Thinking about it as Kim led me confidently down the corridors and wards, I realized there was something to what she said. It wasn’t that the others wouldn’t have listened to me before—well, except Ex, and that was more about his own weird paternalistic streak. But when Kim had first met me, I’d been younger. And it was more than just the months and weeks. It was the mileage.
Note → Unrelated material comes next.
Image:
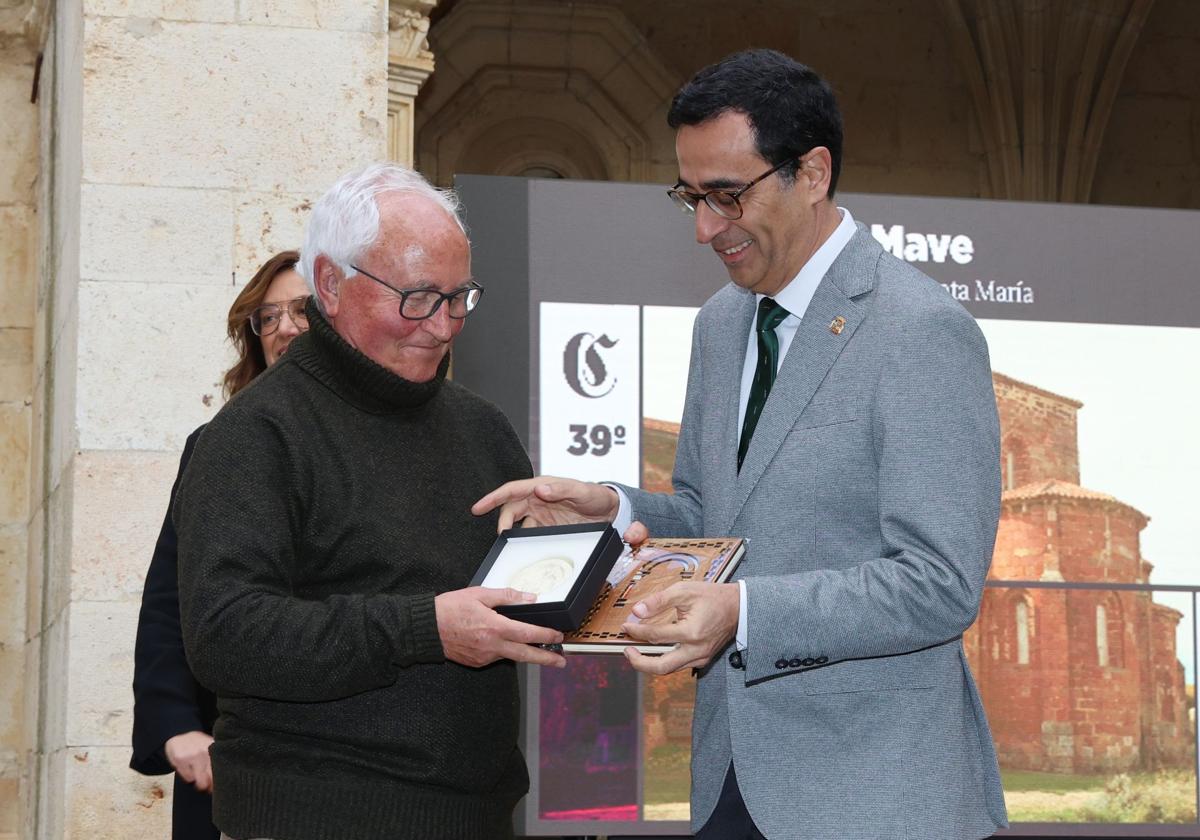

Being Eric—taking over the work he’d left behind—had put me in harm’s way more than once, but it had also given me chances to figure out who I was. To try being the sort of person I wanted to become. I was more confident than I’d been the first time she met me, more in control of myself and the people around me. I wondered if my parents would have recognized me as the same girl who’d hurried through the kitchen on her way to school and church, or if I’d become someone so alien to my own past that I’d be a stranger to them. I wasn’t sure if the idea left me sad or proud.

I was still lost in thought when it happened.

We passed through a set of automated swinging doors, a blue-and-white sign above them announcing the rooms within as the Cardiac Care Unit. The hallway marched out before us, the glass walls of patients’ rooms arrayed around a wide, high nurses’ station, the same panopticon architecture as a prison. Half a dozen men and women in hospital uniform and almost that many in civilian clothes stood behind the desk or before it, engaged in at least three separate conversations. I didn’t see the man until I bumped into him. It was like stumbling against a wall.